To explore if different chromosomes have different proportions of gene types we can plot the number of genes in each type per chromosome in a bar chart.

ggplot(gene_type_by_chrom, aes(x = Chromosome, y = Number, fill = Gene.Type))+
    geom_col()

In this plot we see that the chromosomes are not well ordered in the X axis, that is because they are being ordered alphabetically because they are in the character type.

Before we changed a character column to factor type with the as.factor() function. Now we want to convert it to factor and specify the order of levels. To do that in one step we can use the factor() function which will take the values, and the argument levels which will be a vector of the levels in the order that we want them.

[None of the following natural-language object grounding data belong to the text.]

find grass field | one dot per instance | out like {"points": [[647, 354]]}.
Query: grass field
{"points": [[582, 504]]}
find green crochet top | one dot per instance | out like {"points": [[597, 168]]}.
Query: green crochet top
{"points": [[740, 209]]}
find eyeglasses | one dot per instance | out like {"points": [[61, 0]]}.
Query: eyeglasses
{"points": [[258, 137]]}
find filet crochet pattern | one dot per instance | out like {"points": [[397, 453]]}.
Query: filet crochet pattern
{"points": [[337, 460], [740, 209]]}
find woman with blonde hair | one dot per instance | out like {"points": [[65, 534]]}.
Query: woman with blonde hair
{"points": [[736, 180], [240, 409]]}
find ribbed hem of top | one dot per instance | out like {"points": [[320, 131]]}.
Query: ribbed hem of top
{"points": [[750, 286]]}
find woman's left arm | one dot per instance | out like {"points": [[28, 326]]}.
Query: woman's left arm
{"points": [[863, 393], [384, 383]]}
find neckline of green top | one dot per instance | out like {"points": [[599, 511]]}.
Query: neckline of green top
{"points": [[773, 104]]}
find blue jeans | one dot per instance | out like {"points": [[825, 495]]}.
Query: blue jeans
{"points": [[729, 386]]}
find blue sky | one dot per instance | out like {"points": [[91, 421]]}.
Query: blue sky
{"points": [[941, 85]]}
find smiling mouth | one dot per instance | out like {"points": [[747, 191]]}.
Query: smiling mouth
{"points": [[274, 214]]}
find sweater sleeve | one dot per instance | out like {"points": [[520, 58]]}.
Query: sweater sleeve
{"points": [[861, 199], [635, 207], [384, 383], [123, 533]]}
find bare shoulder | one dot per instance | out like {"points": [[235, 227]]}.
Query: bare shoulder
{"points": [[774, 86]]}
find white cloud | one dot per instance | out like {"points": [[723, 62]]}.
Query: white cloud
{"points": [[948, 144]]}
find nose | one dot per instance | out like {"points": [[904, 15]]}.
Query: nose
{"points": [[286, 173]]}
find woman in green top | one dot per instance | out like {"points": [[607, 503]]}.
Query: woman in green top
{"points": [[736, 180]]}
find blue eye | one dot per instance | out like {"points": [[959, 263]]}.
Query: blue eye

gene_type_by_chrom$Chromosome <- factor(gene_type_by_chrom$Chromosome, levels = c("I", "II", "III", "IV", "V", "VI", "VII", "VIII", "IX", "X", "XI", "XII", "XIII", "XIV", "XV", "XVI", "MT"))
str(gene_type_by_chrom$Gene.Type)

 Factor w/ 13 levels "antisense_RNA",..: 1 1 1 1 1 2 3 3 3 3 ...

Now we can repeat the plot and the chromosomes will be in the specified order!

ggplot(gene_type_by_chrom, aes(x = Chromosome, y = Number, fill = Gene.Type))+
    geom_col()

Since we have a lot more protein-coding genes that any other type, let’s remove them to have a better view.

non_protein_by_chrom <- gene_type_by_chrom %>%
  filter(!Gene.Type == "protein-coding")

ggplot(non_protein_by_chrom, aes(x = Chromosome, y = Number, fill = Gene.Type))+
    geom_col()

It would be better if we had a color palette that was easier to read. In ggplot there are functions (layers) to tweak each variable that is being represented in the plot. Such as the scale_y_log10() that we used for the variable y, there are several scale functions for the different types of variables. We can use scale_fill_brewer() to “brew” a color palette for the variable fill .

ggplot(non_protein_by_chrom, aes(x = Chromosome, y = Number, fill = Gene.Type))+
    geom_col()+
  scale_fill_brewer(palette = "Paired" )

Now it is easier to see that rRNA genes are only present in the mitochondrial chromosome and chromosome XII and that almost every chromosome has snoRNA genes, for example.